4. Materials and Methods

4.1. Fungi

The species Botryotinia fuckeliana CECT 2100 and Rhizoctonia solani CECT 2819 were supplied by the CECT (Spanish Type Culture Collection). Samples of these fungi were maintained at the Botany Laboratory of the Department of Agroforestry Ecosystems.

4.2. Botanical Compounds

Pure chemical compounds with different purities isolated from EOs were supplied by Aldrich (ref): thymol SLBD1228V (≥98.5%), carvacrol MKBN3724V (99%), cinnamaldehyde MKBX1392V (95%), and eugenol MKBR1493V (98%).

4.3. Antifungal Activity

Both the individual pure botanical compounds and mixtures were dissolved, mixed, and homogenized by agitation in flasks with culture medium PDA/Tween 20 (0.1%), previously sterilized. While still liquid, active principles were added at different concentrations. Initially a dose of 300 μg/mL was assayed. Given the results from the first trial, eugenol was rejected for subsequent bioassays, and cinnamaldehyde, carvacrol, and thymol were studied at 200, 150, and 100 μg/mL. The mixture of monoterpenes was prepared at a concentration of 150 μg/mL.

Media were distributed in 90 × 15 and 150 × 15 mm Petri plates. Fungi explants (8 mm diameter) from a 7-day culture were inoculated in the center of each plate and were incubated at 25 °C for 6 days.

Petri plates were examined daily, and the diameter of the growing colonies was measured in two directions at right angles to each other. Measurements were taken for 6 days. In all cases, the linear regression of increased radius (mm) against time (in days) was used to obtain the growth rates (mm·day⁻¹) for each set of treatment conditions.

For each condition (botanical active compound, dose, and fungal species), five plates were inoculated and the experiment was repeated three times.

4.4. Mycelial Growth Inhibition (MGI)

Mycelial growth inhibition was calculated on day 6 by Equation (1) [47]:

MGI = [(DC − DO)/DC] × 100

(1)

where CD is the average diameter of colonies in non-treated plates (without carvacrol, eugenol, or cinnamaldehyde) and OD is the average diameter of colonies with botanical compounds alone or in their mixtures.

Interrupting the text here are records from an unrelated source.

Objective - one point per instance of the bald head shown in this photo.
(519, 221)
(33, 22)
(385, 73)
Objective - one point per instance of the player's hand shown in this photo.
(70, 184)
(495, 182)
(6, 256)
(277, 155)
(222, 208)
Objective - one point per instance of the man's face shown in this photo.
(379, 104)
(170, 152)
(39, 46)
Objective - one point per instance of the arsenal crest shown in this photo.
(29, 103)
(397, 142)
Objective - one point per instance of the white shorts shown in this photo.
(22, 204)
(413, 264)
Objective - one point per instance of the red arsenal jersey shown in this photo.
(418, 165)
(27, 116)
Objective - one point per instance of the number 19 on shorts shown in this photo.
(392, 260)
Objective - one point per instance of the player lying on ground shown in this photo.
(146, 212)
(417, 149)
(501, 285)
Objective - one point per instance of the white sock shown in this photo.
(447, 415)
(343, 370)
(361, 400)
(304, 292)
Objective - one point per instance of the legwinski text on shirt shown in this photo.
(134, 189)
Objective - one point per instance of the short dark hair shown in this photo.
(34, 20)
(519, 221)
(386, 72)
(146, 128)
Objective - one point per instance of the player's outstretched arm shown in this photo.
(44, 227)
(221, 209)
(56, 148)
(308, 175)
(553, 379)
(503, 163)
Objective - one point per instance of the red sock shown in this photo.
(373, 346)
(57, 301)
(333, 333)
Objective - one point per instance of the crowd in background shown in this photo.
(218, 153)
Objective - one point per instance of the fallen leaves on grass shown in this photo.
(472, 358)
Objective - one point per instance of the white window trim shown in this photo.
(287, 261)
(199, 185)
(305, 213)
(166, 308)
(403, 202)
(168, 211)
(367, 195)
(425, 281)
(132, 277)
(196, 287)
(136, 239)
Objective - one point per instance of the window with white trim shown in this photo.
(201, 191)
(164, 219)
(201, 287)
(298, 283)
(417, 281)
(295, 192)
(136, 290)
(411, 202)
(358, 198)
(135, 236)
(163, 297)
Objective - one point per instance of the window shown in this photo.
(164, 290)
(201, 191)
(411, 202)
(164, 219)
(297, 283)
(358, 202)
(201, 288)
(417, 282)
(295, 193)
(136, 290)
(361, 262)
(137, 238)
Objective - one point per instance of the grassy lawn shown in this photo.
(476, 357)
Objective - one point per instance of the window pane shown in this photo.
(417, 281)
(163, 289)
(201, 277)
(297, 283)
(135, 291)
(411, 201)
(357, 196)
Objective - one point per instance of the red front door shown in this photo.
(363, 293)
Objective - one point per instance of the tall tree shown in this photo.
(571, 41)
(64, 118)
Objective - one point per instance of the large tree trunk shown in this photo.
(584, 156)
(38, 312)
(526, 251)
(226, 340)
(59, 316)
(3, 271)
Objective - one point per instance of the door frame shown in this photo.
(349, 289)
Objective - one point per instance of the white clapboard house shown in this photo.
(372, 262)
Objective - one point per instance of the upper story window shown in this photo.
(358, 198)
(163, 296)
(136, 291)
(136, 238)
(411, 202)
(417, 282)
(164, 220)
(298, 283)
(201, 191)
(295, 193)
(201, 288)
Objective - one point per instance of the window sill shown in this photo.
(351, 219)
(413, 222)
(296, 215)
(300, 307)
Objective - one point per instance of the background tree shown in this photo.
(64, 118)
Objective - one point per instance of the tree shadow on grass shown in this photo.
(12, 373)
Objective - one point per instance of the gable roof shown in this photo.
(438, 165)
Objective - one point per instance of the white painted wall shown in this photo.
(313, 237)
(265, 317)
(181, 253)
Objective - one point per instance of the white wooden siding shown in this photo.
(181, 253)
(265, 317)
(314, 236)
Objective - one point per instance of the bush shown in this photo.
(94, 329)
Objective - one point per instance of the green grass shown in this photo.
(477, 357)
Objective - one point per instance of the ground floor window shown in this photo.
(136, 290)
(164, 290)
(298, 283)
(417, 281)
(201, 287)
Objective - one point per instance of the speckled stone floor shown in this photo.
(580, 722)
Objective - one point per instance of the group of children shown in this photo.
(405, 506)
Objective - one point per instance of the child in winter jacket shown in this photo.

4.5. Fungicide or Fungistatic Activity

After determining the antifungal activity of the active principles and their mixtures, for those whose results showed 100% inhibition, their fungicide and/or fungistatic effect was checked. Of those plates that gave 100% inhibited fungal growth after the 7-day incubation, the same fungal inoculation disc (8 mm) was taken and sown in the center of the Petri plates containing only PDA. The experiment was incubated at 25 °C for 7 days. The growth diameter of each fungus was measured after the incubation period.

4.6. Statistical Analysis

The analysis of variance (ANOVA) was used to determine the influence of carvacrol, eugenol, and cinnamaldehyde, and their mixtures, on the mycelial growth of R. solani and B. fuckeliana. Fisher’s LSD and Tukey’s HSD intervals were used to compare the effect of simple factors, species, and treatment, and their interaction, with significance values of p < 0.05. The Statgraphics XVIII software (Stat Point, Inc., Herndon, VA, USA) was used in the study.